Please use this identifier to cite or link to this item: http://localhost:8080/xmlui/handle/123456789/3652
Title: A SURVEY ON NETWORK INTRUSION SYSTEM ATTACKS CLASSIFICATION USING MACHINE LEARNING TECHNIQUES
Authors: Deepa, V
Radha, N
Issue Date: 2021
Publisher: IOP Publishing Ltd
Abstract: Wireless Local Area Network (WLAN) security management is now being confronted by rapid expansion in wireless network errors, flaws and assaults. In recent times, as computers are used extensively through network and application creation on numerous platforms, attention is provided to network security. This definition includes security vulnerabilities in both complicated and costly operating programs.

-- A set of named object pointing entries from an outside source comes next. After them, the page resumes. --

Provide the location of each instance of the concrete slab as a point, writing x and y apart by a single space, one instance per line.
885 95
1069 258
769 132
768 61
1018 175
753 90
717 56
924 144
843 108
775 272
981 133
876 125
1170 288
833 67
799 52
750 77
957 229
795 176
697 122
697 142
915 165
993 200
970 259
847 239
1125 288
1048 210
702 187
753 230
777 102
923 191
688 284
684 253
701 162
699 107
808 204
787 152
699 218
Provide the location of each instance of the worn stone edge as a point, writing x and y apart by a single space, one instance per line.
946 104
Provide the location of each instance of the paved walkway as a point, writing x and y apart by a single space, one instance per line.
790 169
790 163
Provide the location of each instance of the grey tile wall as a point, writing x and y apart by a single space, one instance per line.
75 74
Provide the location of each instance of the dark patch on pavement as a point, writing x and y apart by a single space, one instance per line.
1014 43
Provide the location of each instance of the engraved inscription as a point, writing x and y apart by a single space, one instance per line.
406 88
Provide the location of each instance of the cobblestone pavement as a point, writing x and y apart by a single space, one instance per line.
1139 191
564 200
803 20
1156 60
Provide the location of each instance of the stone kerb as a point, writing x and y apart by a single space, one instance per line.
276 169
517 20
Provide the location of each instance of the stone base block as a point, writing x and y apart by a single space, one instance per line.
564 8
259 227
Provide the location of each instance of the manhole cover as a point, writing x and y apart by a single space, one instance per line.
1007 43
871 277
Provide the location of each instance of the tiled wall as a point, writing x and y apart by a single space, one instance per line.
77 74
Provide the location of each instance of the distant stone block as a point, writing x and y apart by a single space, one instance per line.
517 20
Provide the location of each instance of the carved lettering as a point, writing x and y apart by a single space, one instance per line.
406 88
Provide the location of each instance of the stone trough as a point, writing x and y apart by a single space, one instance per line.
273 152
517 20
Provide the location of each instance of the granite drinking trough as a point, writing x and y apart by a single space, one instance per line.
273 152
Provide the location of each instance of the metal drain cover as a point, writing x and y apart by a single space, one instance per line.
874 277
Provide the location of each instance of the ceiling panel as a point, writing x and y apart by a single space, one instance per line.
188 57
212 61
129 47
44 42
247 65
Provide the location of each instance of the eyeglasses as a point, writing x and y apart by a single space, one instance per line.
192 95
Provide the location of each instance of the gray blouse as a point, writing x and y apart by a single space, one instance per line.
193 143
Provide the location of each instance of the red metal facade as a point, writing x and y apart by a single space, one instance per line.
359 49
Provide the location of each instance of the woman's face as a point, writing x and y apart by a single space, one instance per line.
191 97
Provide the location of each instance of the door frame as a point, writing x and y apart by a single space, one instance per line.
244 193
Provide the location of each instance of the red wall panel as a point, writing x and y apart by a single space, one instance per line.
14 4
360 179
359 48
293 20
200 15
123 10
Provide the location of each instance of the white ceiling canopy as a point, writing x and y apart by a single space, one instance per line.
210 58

Intrusion is also seen as a method of breaching security, completeness and availability. Intrusion Detection System (IDS) is an essential method for the identification of network security vulnerabilities and abnormalities. A variety of significant work has been carried out on intrusion detection technologies often seen as premature not as a complete method for countering intrusion. It has also become a most challenging and priority tasks for security experts and network administrators. Hence, it cannot be replaced by more secure systems. Data mining used for IDS can effectively identify intrusion and the identified intrusion values are used to predict further intrusion in future. This paper presents a detailed review of literature about how data mining techniques were utilized for intrusion detection. First, intrusion detection on various benchmark and real-time datasets by data mining techniques are studied in detail. Then, comparative study is conducted with their merits and demerits for identifying the challenges in those techniques and then this paper is concluded with suggestions of solutions for enhancing the efficiency of intrusion detection in the network.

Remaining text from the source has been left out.